Au printemps de 1782, Livius engagea une poursuite en dommages contre Carleton. Il refusa d’aller à Québec si le gouvernement britannique ne lui donnait l’assurance qu’il ne pourrait être démis autrement que par ordre de la métropole. Il réclamait le paiement de ses arrérages de salaire, en plus des dépenses engagées pour sa défense, et il demandait, à titre de compensation supplémentaire, la seigneurie et les forges du Saint-Maurice.
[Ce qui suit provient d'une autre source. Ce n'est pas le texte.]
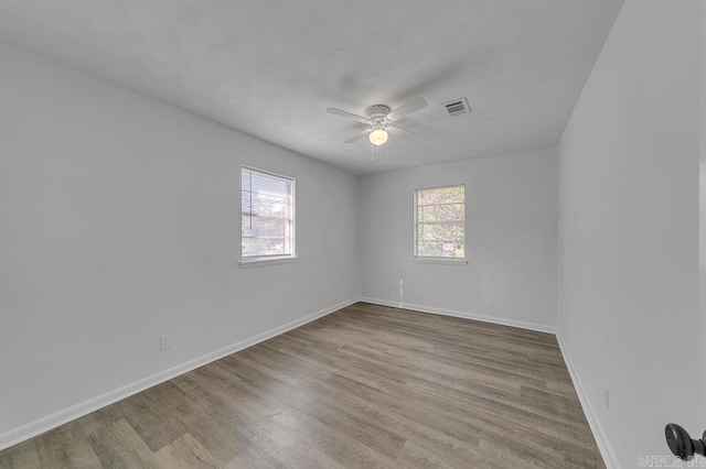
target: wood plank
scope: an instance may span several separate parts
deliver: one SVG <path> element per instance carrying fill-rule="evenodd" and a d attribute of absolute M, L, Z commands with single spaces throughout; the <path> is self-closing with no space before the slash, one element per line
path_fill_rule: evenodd
<path fill-rule="evenodd" d="M 554 336 L 357 303 L 0 451 L 0 467 L 605 465 Z"/>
Le ministre de l’Intérieur (responsable aussi des colonies), lord Sydney, qui dut se défendre de ces demandes, trouva Livius suffisant et déplaisant : il « demande sa nomination comme conseiller du roi, et de l’argent, et Dieu sait quoi [...] il ne cesse pas de faire parade de ses connaissances, avec un curieux regard ».
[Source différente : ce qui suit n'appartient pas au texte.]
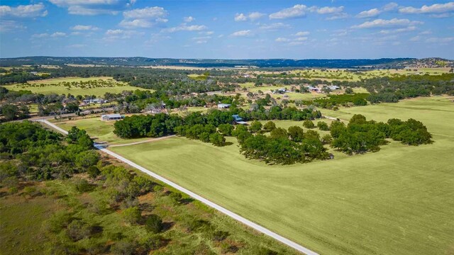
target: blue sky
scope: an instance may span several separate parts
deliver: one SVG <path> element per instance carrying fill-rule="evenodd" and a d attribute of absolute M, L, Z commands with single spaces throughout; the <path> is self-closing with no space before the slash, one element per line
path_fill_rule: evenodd
<path fill-rule="evenodd" d="M 454 2 L 0 2 L 0 57 L 454 59 Z"/>

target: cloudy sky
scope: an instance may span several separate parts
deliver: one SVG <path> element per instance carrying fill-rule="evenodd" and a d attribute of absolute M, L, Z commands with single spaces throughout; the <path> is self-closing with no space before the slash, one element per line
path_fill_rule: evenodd
<path fill-rule="evenodd" d="M 0 1 L 0 57 L 454 59 L 454 1 Z"/>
En décembre 1784, Livius entendit pour la première fois des rumeurs au sujet de son remplacement éventuel, comme juge en chef, par l’ancien juge en chef de la colonie de New York, William Smith. Il tenta de négocier avec Smith, par l’entremise du docteur Thomas Bradbury Chandler, affirmant qu’il préférait toucher £600 par année en Angleterre que £1 500 dans la province de Québec ; il oublia de dire qu’il était seulement à la demi-solde, puisque le reste de son salaire allait aux trois juges provinciaux commis pour tenir la place du juge en chef. L’absence prolongée d’un juge en chef affaiblissait sérieusement le système judiciaire de la province de Québec, à une époque difficile. Carleton choisit Smith pour ce poste et, en 1786, Livius perdit un emploi qui pendant huit ans n’avait été rien d’autre qu’un titre creux.
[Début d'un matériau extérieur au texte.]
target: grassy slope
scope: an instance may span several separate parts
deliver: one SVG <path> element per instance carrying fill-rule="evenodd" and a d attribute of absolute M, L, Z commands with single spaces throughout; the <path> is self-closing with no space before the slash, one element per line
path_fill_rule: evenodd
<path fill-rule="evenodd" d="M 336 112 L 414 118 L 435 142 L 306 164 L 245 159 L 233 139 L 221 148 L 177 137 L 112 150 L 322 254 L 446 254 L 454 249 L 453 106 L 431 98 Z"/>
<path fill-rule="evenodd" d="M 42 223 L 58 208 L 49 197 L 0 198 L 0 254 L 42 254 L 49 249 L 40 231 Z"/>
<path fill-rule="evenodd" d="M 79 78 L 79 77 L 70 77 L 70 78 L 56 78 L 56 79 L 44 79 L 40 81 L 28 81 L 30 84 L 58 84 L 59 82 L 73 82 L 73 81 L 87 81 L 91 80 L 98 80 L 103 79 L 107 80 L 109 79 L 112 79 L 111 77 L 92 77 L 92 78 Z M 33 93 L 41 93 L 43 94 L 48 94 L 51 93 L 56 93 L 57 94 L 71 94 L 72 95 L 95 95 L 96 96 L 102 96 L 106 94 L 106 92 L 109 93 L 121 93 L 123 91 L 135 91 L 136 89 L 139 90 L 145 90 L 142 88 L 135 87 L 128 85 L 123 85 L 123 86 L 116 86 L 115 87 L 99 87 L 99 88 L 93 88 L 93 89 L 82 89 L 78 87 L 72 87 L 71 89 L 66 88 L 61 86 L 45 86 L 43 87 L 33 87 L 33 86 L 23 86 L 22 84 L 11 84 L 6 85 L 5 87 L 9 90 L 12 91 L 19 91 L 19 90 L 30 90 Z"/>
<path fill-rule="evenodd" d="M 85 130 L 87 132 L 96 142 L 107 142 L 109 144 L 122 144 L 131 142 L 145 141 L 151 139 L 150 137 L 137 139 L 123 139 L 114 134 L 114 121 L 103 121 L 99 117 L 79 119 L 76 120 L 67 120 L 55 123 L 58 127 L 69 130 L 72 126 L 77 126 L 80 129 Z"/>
Dès lors, et jusqu’à sa mort, Livius vécut dans l’ombre, autre aspirant déçu à une fonction officielle. Il soumit à William Pitt une liste de 50 postes qu’il accepterait, mais, à plusieurs reprises, il refusa une pension. Il ne réclama aucune compensation pour ses pertes en tant que loyaliste et, comme aucun nouveau poste ne s’annonçait, il accepta enfin une pension en juin 1789.
Il est difficile de jauger un homme comme Livius. Lors des grandes crises qui marquèrent sa vie, comme les controverses au sujet des propriétés foncières de Wentworth et des instructions de Carleton, il avait, matériellement, raison, mais il fut d’une folle témérité. Il pouvait aussi recourir à des manœuvres politiques tortueuses : c’est ce qui fut clairement démontré au New Hampshire et qu’on laissa entendre dans la province de Québec. Par-dessus tout, Livius était un étranger qui cherchait à se faire accepter en se conformant aux normes de l’establishment anglais : mariage dans une famille située socialement près de l’aristocratie, diplômes honorifiques d’Oxford et de Harvard, appartenance à la Royal Society et au Middle Temple. Mais il ne fut jamais accepté comme un Anglais et ce fait donnait un tranchant particulier aux controverses dans lesquelles il s’engagea. Ironie du sort, ce fut un autre étranger au service de l’Angleterre, Frederick Haldimand, qui, mettant le comble au mépris, posa la question de savoir si un Portugais d’ascendance germanique pouvait exercer un quelconque emploi officiel sous l’autorité de la couronne sans être poursuivi selon la fantaisie du premier dénonciateur venu.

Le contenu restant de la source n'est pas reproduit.